Daniel Konicek Contributing Writer
“A pirate’s life for me” goes the saying, and for fans of the Assassin’s Creed series, it has indeed become the case. With the release of Assassin’s Creed IV: Black Flag, Ubisoft has delivered perhaps one of the greatest pirate simulators to date, so great that the assassination is actually the weakest link.
For those unfamiliar, the Assassin’s Creed series uses a fictional device called the Animus that allows users (the players) to dive into the past of a person’s ancestors in a kind of historical tourism. After visiting the Crusades, Italy, Constantinople, and the American Colonies, players now visit the Barbados Islands to live a life of piracy and freedom as Edward Kenway, grandfather to AC III’s Connor. There is very little connection to the rest of the series, however, and Edward is hardly a loyal assassin. No, this game is really about piracy. Everything else falls so far short.

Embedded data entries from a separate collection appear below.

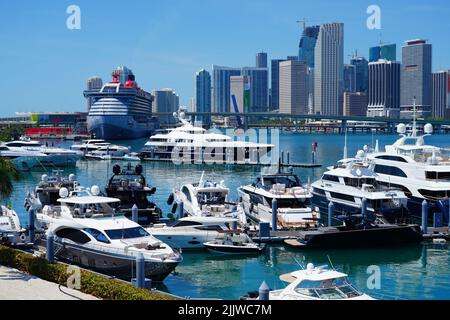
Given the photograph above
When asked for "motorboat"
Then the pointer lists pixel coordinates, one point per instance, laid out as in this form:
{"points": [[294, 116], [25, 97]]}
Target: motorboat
{"points": [[231, 243], [58, 157], [130, 186], [90, 233], [351, 181], [316, 283], [187, 143], [22, 159], [189, 233], [205, 198], [294, 207]]}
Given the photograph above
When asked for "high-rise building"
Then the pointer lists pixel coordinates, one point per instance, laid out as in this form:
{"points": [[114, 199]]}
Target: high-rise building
{"points": [[93, 83], [221, 83], [293, 87], [386, 52], [384, 89], [355, 104], [441, 94], [259, 82], [361, 73], [416, 79], [261, 60], [166, 100], [203, 95], [307, 45], [329, 69], [349, 78]]}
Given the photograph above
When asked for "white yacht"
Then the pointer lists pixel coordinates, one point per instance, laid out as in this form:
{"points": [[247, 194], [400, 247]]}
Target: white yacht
{"points": [[58, 157], [348, 183], [422, 171], [100, 147], [22, 159], [294, 208], [90, 233], [317, 283], [187, 143], [190, 233], [205, 198]]}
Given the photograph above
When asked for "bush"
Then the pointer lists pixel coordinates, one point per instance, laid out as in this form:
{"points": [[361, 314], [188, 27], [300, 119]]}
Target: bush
{"points": [[93, 284]]}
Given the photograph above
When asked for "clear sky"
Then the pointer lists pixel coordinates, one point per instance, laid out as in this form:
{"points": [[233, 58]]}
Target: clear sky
{"points": [[45, 65]]}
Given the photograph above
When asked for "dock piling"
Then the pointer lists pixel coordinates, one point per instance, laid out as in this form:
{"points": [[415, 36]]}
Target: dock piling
{"points": [[134, 213], [274, 214], [50, 254], [424, 216], [264, 291], [330, 212]]}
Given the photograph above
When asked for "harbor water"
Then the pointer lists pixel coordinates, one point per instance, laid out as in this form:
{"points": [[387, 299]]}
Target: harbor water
{"points": [[409, 272]]}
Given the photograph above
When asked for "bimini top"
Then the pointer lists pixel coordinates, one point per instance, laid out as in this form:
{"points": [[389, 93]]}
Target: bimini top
{"points": [[88, 200]]}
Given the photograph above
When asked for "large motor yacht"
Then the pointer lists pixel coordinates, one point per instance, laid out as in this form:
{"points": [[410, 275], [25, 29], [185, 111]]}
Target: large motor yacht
{"points": [[348, 183], [188, 143], [294, 208], [90, 233], [422, 171]]}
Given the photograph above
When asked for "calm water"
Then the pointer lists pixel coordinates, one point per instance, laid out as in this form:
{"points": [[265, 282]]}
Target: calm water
{"points": [[413, 272]]}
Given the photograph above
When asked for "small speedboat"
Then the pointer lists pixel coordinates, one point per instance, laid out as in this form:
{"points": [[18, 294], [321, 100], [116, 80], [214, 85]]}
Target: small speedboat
{"points": [[241, 244]]}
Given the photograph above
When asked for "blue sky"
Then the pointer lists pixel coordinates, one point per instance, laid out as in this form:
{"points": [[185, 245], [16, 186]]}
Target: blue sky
{"points": [[45, 65]]}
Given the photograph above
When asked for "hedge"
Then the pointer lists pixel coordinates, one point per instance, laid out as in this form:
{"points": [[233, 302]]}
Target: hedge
{"points": [[93, 284]]}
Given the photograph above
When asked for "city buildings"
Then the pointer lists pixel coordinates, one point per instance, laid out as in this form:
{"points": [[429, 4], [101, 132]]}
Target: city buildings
{"points": [[293, 87], [384, 89], [329, 69], [441, 95], [203, 95], [166, 100], [416, 79], [355, 104]]}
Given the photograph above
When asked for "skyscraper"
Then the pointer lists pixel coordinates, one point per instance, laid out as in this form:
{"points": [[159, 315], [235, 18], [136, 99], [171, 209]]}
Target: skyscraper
{"points": [[261, 60], [386, 52], [307, 45], [221, 83], [93, 83], [166, 100], [329, 69], [293, 87], [349, 78], [203, 95], [259, 82], [441, 94], [416, 79], [384, 89], [361, 73]]}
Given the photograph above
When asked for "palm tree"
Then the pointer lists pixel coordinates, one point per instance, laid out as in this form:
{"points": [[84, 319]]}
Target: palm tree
{"points": [[8, 173]]}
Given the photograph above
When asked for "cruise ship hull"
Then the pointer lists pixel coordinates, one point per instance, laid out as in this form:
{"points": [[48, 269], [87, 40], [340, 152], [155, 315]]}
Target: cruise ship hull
{"points": [[115, 127]]}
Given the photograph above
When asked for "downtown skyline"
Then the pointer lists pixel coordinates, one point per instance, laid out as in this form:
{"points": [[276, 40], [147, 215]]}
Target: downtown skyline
{"points": [[157, 49]]}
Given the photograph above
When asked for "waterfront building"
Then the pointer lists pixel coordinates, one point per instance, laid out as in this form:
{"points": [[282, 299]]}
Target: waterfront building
{"points": [[203, 95], [349, 78], [386, 52], [441, 94], [361, 73], [221, 83], [261, 60], [259, 82], [416, 79], [293, 87], [93, 83], [166, 100], [355, 104], [329, 69], [384, 89]]}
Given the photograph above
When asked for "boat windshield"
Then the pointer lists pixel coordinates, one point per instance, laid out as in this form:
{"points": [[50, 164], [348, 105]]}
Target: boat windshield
{"points": [[337, 288], [129, 233]]}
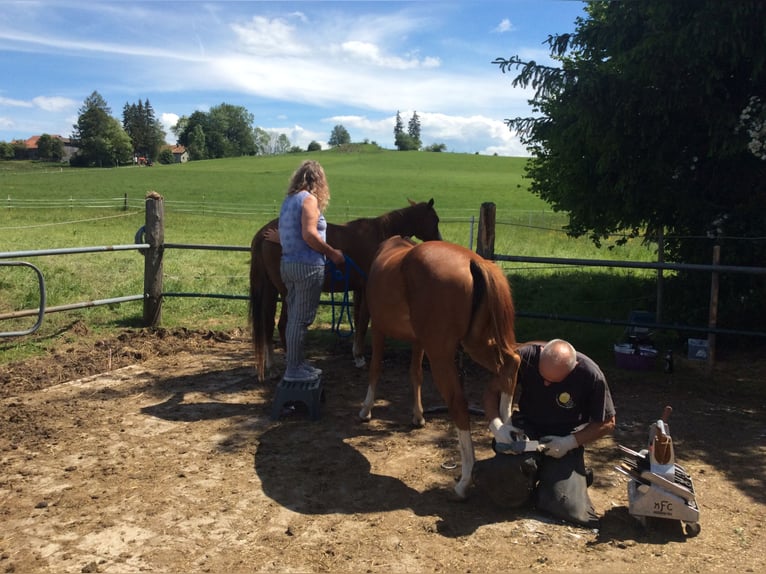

The developers have taken the naval battles from AC III and refined them for the setting. Players can engage ships on the massive, open sea and choose to sink them or board them for valuable cargo for money or upgrades to the player’s ship, and the spectacle of leaping across rigging or blasting massive broadside barrages is complemented perfectly by a superb soundtrack that evokes the best of the Pirates of the Caribbean film series. It is not without wrinkles. Multiple times I have swung a rope up and over the enemy ship I was boarding, and your pirate crewmates tend to accidentally attack you from time to time, but it never stopped me from coming back. The piracy aspect of this game is too much fun.
If only the rest of the game lived up to that standard. Almost every single story mission involves eavesdropping or tailing a person of interest, which also happens to be the weakest gameplay aspect of the series. The time spent outside of the Animus as a game developer mining Edward’s life for gameplay ideas is a cool idea, but the game could honestly go without it. A game titled Black Flag, stripping out everything tied to the series and adding more piracy content would be superior.
This game is not a masterpiece, nor an emotional experience like Bioshock Infinite or GTA V, but it is fun. A lot of fun. If, at the end of the day, you want to sit back, relax, and sing a sea shanty as you take a Spanish galleon, this game is for you.